What does it mean to be authentic in the kitchen and at the table? Is this something you are aware of? Is it something that you value?
Certainly the kitchen is a place for innovation and experimentation, but lately I find that I'm also interested in authenticity. What that means is that I try to cook and eat with the seasons, and that my food is as organically and humanely raised as I can afford it to be. It's not that I don't heat up a frozen pizza now and then but it means that I'm doing it less often.
It also means that I have to live with some limits, sometimes ones that are a little tough. Organic chicken is expensive and if I can't afford it, then I have to do with out chicken that week. My produce box is bring a lot of parsnips to my life these days. I love parsnips but I may not much longer if this keeps up! And yet, if this is the price of a more authentic, balanced, humane and sustainable life, then I'll pay it. I'll pay it gladly and with no..well, with little complaint.
I know that we're convinced that having unlimited choice is the key happiness and satisfaction. Consider the endless isles in the average supermarket: when did it become necessary to offer seventy-five different kinds of cereal, thirty brands of salsa? Too much choice is not that great, I've found. It actually makes me a little anxious. Surrounded by so many options, how do I even know what I like? How can I make the best choice? Where did all this excess come from? How are we going to dispose of it once we're done with it?
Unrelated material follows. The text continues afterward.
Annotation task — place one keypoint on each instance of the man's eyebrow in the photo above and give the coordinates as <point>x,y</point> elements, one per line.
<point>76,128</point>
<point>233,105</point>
Who knows what's ahead for us in this coming year, but it wouldn't be outrageous to predict that things are going to tighten up. While that, too, can produce anxiety I also hope that it may lead us in a more thoughtful direction. Maybe in dealing with limitations we will discover what is real, and genuine, and trustworthy. Maybe we'll see less chicken nuggets and more whole chickens, roasted in the oven at home, leftovers served for lunch the next day and the carcass turned into stock. Might not be such a bad thing, actually.